Illinois Little Free Library stewards have a few tips to share with people interested in participating. Katie Disney says that old and torn books garner less interest; Lindy Schenk recommends some sort of UV protection if books will be exposed to sunlight, or they will fade. Some owners and communities have installed sensors and/or cameras to monitor activity. Almost all say there is no need to worry about the flow of books in and out.
For those interested in joining the book-sharing movement, a wealth of information can be found at littlefreelibrary.org, including library plans and installation tips. Other resources to aid in the process are an online store featuring library kits, book bundles, signs and accessories, as well as ways to donate.
Prior to Little Free Library Founder Todd Bol’s passing in 2018, he was quoted as saying, “I really believe in a Little Free Library on every block and a book in every hand.
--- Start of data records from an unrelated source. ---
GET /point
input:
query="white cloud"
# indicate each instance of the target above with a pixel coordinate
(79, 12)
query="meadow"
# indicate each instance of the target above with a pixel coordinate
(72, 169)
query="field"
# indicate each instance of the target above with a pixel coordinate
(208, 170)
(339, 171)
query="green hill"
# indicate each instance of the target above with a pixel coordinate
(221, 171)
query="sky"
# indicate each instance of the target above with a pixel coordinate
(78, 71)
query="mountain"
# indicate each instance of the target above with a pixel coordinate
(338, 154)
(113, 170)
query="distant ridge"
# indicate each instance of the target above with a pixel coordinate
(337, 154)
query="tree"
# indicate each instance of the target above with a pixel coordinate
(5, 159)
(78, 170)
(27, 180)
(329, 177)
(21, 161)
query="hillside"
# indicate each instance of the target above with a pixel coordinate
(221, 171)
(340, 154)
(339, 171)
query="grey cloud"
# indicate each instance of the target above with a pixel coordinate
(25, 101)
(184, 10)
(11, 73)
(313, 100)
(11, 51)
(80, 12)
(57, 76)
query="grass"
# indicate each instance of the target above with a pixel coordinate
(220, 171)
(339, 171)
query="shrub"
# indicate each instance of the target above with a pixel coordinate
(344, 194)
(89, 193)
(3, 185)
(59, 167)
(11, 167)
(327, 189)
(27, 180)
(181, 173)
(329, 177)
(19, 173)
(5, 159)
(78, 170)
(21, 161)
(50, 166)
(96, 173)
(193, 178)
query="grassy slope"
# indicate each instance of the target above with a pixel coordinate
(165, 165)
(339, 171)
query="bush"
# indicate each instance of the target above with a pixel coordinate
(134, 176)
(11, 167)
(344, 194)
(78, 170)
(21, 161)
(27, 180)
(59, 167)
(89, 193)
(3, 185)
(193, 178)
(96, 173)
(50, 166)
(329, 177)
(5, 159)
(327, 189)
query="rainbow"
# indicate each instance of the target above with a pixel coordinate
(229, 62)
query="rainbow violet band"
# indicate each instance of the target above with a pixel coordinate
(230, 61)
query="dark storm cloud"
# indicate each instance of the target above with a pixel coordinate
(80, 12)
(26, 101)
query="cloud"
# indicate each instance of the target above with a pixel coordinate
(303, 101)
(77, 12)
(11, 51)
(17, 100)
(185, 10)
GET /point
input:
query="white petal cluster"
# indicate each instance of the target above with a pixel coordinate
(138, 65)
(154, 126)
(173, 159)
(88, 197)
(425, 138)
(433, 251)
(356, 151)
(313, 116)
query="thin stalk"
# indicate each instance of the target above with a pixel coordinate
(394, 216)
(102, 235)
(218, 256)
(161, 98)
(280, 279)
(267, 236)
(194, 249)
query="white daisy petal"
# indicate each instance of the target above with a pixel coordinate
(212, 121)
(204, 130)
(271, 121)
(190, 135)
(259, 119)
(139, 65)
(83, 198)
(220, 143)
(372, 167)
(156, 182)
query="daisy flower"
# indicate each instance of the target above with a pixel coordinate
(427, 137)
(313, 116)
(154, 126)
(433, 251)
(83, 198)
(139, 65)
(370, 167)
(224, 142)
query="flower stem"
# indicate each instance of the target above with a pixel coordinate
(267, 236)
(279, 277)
I believe people can fix their neighborhoods, fix their communities, develop systems of sharing, learn from each other, and see that they have a better place on this planet to live.” Through their individual efforts, Little Free Library stewards in Illinois and around the world are making his vision a reality.
Little Free Library Programs
Read in Color: Launched in 2020, the Read in Color initiative promotes diversity in the reading selections made available to readers through Little Free Library book exchanges, in hopes that people will have the opportunity to read of experiences other than their own and that readers in underrepresented communities will see their own worlds reflected as well. For more information, visit littlefreelibrary.org/read-in-color/.
The Impact Library Program: This program was designed to provide no-cost Little Free Library book exchanges in areas where books are scarce. More than 1,350 libraries have been provided through this initiative. To find out how to donate or to apply for a library, visit littlefreelibrary.org/impact-about/.